Oh that is a good idea, we can both declare that our publish permissions are only for the case where @apoelstra is AWOL, assumed dead, or certified mad. Then any publish by me or @sanket1729 can be assumed malicious. I like it!

[apoelstra]

I agree we should have some system in place that notifies when new releases are pushed to crates.io - the versions to check against likely should be kept locally on devs machines otherwise if in a file online that file just becomes part of the attack. This is starting to sound like a general software development issue that someone else should have already solved.

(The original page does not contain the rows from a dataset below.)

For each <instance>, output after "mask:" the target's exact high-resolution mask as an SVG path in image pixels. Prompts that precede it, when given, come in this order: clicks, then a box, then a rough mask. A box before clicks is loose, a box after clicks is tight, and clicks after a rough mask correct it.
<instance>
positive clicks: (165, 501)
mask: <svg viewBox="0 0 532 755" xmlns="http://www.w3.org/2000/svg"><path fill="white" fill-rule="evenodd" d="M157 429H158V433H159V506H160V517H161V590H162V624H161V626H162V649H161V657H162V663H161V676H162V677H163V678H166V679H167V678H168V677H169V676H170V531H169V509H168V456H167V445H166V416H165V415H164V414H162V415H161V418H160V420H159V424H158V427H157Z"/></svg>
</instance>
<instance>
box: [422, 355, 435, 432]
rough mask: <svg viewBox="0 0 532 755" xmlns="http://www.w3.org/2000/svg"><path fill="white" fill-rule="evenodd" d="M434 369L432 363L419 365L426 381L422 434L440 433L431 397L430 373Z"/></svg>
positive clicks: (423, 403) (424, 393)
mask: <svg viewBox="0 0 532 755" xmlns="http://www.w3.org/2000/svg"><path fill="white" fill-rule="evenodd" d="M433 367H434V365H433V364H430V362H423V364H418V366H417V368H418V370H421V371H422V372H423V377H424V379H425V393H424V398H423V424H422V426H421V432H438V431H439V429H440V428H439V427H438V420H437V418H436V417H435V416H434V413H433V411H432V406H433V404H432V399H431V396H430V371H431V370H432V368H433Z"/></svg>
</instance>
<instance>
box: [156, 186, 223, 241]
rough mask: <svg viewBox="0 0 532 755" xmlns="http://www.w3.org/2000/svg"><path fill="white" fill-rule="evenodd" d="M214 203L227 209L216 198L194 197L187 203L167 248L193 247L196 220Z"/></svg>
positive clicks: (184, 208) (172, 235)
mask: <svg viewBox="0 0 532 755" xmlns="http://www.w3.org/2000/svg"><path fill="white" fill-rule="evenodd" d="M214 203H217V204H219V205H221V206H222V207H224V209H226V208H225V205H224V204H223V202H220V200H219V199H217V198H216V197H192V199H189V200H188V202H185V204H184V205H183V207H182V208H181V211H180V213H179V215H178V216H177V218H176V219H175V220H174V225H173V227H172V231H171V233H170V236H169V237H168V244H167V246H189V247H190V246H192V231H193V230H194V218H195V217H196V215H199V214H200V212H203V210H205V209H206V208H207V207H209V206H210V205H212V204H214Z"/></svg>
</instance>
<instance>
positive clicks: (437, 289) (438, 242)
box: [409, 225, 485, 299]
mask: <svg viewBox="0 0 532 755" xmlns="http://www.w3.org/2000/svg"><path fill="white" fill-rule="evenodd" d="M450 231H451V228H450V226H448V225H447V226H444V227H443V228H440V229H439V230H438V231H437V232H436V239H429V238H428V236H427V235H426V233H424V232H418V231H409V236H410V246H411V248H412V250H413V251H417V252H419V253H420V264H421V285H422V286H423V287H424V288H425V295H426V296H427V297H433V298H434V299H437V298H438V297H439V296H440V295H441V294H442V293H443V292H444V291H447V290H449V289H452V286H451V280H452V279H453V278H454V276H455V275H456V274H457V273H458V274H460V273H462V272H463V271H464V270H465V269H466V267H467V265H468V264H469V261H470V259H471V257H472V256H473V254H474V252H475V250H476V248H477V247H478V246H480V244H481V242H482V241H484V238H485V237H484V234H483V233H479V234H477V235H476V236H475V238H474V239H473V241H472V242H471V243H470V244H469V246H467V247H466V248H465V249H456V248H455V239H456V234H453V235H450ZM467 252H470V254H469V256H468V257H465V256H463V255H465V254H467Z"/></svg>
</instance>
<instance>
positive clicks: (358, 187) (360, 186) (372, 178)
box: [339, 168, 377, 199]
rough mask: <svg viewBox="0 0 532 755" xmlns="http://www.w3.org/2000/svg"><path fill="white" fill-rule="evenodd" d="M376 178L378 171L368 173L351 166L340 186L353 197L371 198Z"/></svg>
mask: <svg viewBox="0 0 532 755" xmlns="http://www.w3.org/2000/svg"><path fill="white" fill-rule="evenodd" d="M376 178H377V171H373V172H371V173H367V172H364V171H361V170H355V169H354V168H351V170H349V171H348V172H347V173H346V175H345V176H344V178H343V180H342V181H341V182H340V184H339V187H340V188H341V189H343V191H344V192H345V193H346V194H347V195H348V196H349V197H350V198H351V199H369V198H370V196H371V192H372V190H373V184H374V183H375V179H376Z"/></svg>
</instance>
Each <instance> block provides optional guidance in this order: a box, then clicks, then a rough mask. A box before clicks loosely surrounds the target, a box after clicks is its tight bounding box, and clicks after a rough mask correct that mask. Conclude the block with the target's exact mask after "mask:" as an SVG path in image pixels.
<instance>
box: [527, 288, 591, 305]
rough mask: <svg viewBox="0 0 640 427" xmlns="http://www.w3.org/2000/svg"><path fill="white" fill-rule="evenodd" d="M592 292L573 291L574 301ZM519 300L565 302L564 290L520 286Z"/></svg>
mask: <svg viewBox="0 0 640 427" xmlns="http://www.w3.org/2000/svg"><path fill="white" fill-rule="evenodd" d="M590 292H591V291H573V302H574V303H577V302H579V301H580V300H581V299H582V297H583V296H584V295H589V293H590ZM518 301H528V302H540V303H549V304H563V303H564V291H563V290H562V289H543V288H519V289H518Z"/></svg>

Well, crates.io solved it to the extent that they will publish on their website when dependencies get updated. But it's on us to fetch that data and do something useful for us as far as sending notifications. Though it may be that crates.io itself has a way for us to be emailed when new stuff is released..

I think it's fine to have the reference be in a git repo on github. Yes, in theory somebody could just push to this (though we can prevent direct pushes in github and add a one-ack rule for pull requests), but that wouldn't immediately update anyone's machines and it would be very visible when they did.

Since most applications are using ~3000 other random dependencies it might not be worth the additional bother to lock rust-bitcoin down too much more than that. But at some stage in the future perhaps we should?

I don't think we should compare ourselves to "most applications" :).

Oh that is a good idea, we can both declare that our publish permissions are only for the case where @apoelstra is AWOL, assumed dead, or certified mad. Then any publish by me or @sanket1729 can be assumed malicious. I like it!

Lol, that's a good point. We can easily script that (assuming we have scripts to notice updates at all).

[tcharding]

I don't think we should compare ourselves to "most applications" :).

Woops, I meant most applications that use rust-bitcoin ie., even if rust-bitcoin is locked down they likely have a ton of other dependencies that can be attacked.